The statement said those responsible will be punished if they are found to have violated any laws or Party discipline.

The alleged purchases by Sinopec Guangdong were revealed online on Monday, along with photographs and images that were said to be photocopies of invoices.

The invoices appeared to show that the company bought luxury alcohol on three occasions for an overall price of 1.15 million yuan in September 2010. The order seemed to show that the company bought Moutai, which is one of the most famous and expensive liquor brands in China.

A bottle of Moutai that has been stored for 50 years sells for about 22,000 yuan while non-vintage Moutai sells for more than 1,000 yuan a bottle.

The online postings seemed to show that Sinopec Guangdong had bought 30 bottles of Moutai that had been stored for 50 years, another 30 bottles of Moutai that had been stored for 30 years, and 60 bottles of Moutai that had been stored for 15 years, in addition to 360 bottles of non-vintage Moutai.

Another picture of a photocopy of an undated purchase contract showed that the company had bought a total of 696 bottles of imported alcohol costing 630,720 yuan. The imported alcohol included 17 bottles of Chateau Lafite Rothschild produced in 1996, which is priced at more than 10,000 yuan a bottle.

The online posting claimed Lu Guangyu, general manager of Sinopec Guangdong, ordered these liquors and planned to use them at banquets or give them out as gifts.

The company on Tuesday confirmed the purchases, but Xu Tao, the company's spokesman, said the alcohol was destined to be resold at stores at Sinopec's gas stations.

Many online critics did not buy the explanation, saying that such expensive liquor could not be sold out of gas station convenience stores.

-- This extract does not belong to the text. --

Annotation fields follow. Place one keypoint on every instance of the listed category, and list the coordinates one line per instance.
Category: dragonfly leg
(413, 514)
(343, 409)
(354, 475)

"No wonder we pay sky-high prices for gas. We have to do so the company can drink Moutai," said a netizen nicknamed Qunzhong.

But Cao Lin, a commentator for the Shandong-based web portal Dzwww.com, said further investigation made him wonder if it was possible that the bottles could be sold out of gas stations after all.

"I went to some of Sinopec's convenience stores and was surprised to find many things there that I was not expecting -- Martell XO, non-vintage Moutai and some high-end electric appliances," Cao said.

He suggested that some people whose fuel bills are paid with public money were using the privilege to buy other things.

Earlier media reports said Sinopec Guangdong's turnover from non-petrol business in 2010 amounted to nearly 700 million yuan, of which 25 million yuan came from liquor sales.

The scandal has not been the first for Sinopec. In July 2009, online posts claimed the corporation had splashed out 12 million yuan on hanging lamps for its headquarters. The corporation said later that it had actually paid about 1.6 million for the hanging lights.